Mitigating cybersecurity risks

Given the diverse cyberthreats in various technological environments, enterprises must deploy technology-specific cybersecurity solutions to protect their IT infrastructure from evolving risks. For instance, in the case of 5G networks, operators must secure previous-generation networks as 5G services will initially rely on the 4G network core. Analysing all signalling information crossing network borders can help build adequate protection for 5G services.

Meanwhile, in an IoT ecosystem, enterprises must address the lack of standards by establishing product labelling standards for connected devices and raising awareness about regular software updates. Operators and vendors can also explore ML models to detect unknown threats in IoT environments.

The cybersecurity solutions for cloud environments should provide complete visibility and control over cloud data and applications.
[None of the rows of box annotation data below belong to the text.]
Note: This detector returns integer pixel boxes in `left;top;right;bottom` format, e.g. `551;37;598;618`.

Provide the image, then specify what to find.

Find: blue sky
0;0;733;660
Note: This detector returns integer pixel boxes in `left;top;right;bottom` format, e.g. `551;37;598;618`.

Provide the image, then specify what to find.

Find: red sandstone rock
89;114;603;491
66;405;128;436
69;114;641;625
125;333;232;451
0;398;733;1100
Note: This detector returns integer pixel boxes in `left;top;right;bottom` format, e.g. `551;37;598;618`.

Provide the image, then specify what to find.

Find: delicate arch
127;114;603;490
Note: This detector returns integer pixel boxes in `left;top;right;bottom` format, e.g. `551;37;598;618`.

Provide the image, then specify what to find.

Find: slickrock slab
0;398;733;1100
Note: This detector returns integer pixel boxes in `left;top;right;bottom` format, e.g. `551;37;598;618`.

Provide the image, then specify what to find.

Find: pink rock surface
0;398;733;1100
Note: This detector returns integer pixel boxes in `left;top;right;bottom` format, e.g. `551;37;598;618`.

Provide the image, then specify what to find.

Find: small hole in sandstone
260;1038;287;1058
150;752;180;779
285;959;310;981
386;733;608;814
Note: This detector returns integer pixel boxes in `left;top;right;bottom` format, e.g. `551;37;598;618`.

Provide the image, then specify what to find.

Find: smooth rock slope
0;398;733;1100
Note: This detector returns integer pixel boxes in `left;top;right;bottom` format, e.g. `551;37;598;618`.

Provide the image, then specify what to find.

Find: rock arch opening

Connecting an API to the cloud service enables organisations to understand data types, user access and associated roles, allowing for effective controls to prevent data breaches. Data can be classified based on sensitivity levels, and cloud data loss prevention solutions can automatically disable access in case of suspicious activity. Collaboration controls and cloud-based data encryption can further enhance security.

For AI-enhanced malware, cybersecurity measures should include behaviour-based threat detection mechanisms, capable of identifying anomalous patterns and activities in real time, along with regular security updates and patches to mitigate the vulnerabilities exploited by malware. Moreover, organisations should conduct regular security assessments and simulations to test the effectiveness of their defences against evolving AI-enhanced threats.

Conclusion

The rise of next-generation technologies has introduced new and sophisticated cyberthreats that traditional security measures struggle to mitigate. Addressing these threats requires targeted, technology-specific solutions, capable of adapting to the evolving landscape, involving all stakeholders in the ecosystem.

Enterprises must take proactive steps to secure their IT infrastructures, leveraging advanced tools and strategies to protect against emerging risks. Governments should play a crucial role in establishing regulatory frameworks and standards to ensure a baseline of security across industries. Meanwhile, operators and vendors should prioritise integrating robust security features into their products and services while also promoting innovation in threat detection and response mechanisms. Collaboration among these stakeholders is essential for sharing knowledge, resources and best practices, thereby creating a unified defence against cyberthreats and building a resilient cybersecurity ecosystem.